There are many ways to integrate mint into your diet. The simplest is to use it to help infuse your drinking water with flavor. It could be used alone, but is more often paired with something like cucumber or slices of citrus fruit to add flavor to your water. Mint leaves could even be frozen into ice cubes, allowing them to more subtly flavor water as the ice melts. Hot teas can also feature fresh mint leaves, as can certain alcoholic mixed drinks.

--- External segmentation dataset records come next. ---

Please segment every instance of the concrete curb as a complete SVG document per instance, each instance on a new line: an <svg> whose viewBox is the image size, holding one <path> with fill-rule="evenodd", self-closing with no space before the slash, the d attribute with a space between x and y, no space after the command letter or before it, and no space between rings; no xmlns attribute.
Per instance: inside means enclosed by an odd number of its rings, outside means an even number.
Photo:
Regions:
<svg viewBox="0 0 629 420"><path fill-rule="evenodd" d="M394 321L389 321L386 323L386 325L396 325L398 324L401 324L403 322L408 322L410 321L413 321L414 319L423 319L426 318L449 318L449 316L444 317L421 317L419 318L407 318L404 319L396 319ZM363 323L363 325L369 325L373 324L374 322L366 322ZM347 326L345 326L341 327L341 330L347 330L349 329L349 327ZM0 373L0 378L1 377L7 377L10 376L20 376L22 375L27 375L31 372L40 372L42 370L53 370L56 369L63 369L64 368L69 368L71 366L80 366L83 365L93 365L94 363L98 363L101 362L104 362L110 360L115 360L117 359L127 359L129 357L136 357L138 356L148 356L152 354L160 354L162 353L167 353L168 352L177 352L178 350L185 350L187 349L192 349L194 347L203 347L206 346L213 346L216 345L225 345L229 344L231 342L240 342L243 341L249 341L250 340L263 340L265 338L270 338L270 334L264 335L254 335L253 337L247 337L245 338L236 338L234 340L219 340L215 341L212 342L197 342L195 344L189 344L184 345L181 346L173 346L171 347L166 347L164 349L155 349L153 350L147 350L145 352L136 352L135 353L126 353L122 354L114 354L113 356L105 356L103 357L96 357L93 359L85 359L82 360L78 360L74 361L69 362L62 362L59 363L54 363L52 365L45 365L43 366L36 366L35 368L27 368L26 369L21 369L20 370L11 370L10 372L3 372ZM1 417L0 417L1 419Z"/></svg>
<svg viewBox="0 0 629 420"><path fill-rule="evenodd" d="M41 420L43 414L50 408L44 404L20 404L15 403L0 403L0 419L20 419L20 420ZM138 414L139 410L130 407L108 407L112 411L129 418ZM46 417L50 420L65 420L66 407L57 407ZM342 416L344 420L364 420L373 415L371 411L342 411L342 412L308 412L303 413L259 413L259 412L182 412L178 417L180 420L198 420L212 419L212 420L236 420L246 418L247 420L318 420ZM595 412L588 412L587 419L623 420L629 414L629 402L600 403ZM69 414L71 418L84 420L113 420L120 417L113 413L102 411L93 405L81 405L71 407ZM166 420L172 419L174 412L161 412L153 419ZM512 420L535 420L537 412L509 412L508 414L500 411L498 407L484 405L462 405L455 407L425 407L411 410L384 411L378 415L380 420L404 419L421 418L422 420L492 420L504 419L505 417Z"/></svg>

Mint is great in beverages, but can also be a wonderful complement to your main dish. Tabbouleh, a grain salad of Middle Eastern origin, is probably the most common entrée to feature mint. It can pair well with certain meats like chicken or lamb, as well as fish. Mint can also be incorporated into noodle dishes, soups and fruit salads.

Perhaps the best-known way to utilize mint is in desserts, and there’s shortage of options for how to do so. Mint flavors blend well with chocolate, citrus, berries, melon, coffee and more.

Of course, you could stick to mint gum. Just know that you’re missing out on a whole world of mint flavors in your meals, snacks and beverages.